“Eu raciocinei que não adiantava tirar o cachorro da boca da serpente e deixar na mesma situação de rua. Essa foi a melhor opção, tem espaço na casa, temos outros dois cachorros, falei com a minha esposa, contei a história dela ter voltado da morte e resolvi adotar”, disse ainda o sargento.
O 53° Batalhão de Infantaria de Selva ressaltou, ainda, que os militares atuaram de maneira rápida, precisa e eficiente, adotando medidas imediatas de salvamento da cadela. A ação foi conduzida de forma cautelosa e técnica, sem prejuízo à integridade do animal silvestre.

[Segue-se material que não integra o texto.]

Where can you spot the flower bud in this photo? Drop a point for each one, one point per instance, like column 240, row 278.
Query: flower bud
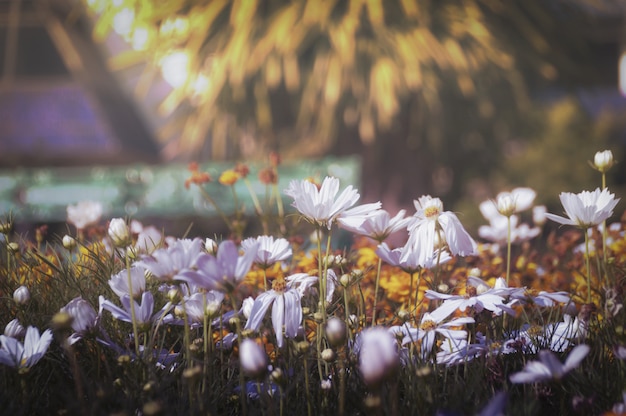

Considerando a legislação ambiental vigente e as competências legais relativas aos procedimentos a serem adotados — especialmente no que se refere à destinação, manejo, soltura em habitat apropriado ou eventual recolhimento do animal por órgão competente —, o Comando do 53º Batalhão de Infantaria de Selva (53º BIS) solicitou apoio ao Instituto Chico Mendes de Conservação da Biodiversidade (ICMBio) para as providências cabíveis.
Capacitação em ofidismo
Os militares que servem no ambiente amazônico possuem o treinamento de ofidismo como capacitação para atuar no ambiente de selva. A preparação faz parte do Estágio de Adaptação à Vida na Selva (EAVS) e do Curso de Operações na Selva (COS) e permite aos combatentes terem o conhecimento sobre serpentes peçonhentas, a identificação dessas serpentes e os primeiros socorros às vítimas, garantindo a segurança dos militares em um ambiente de selva e alto risco.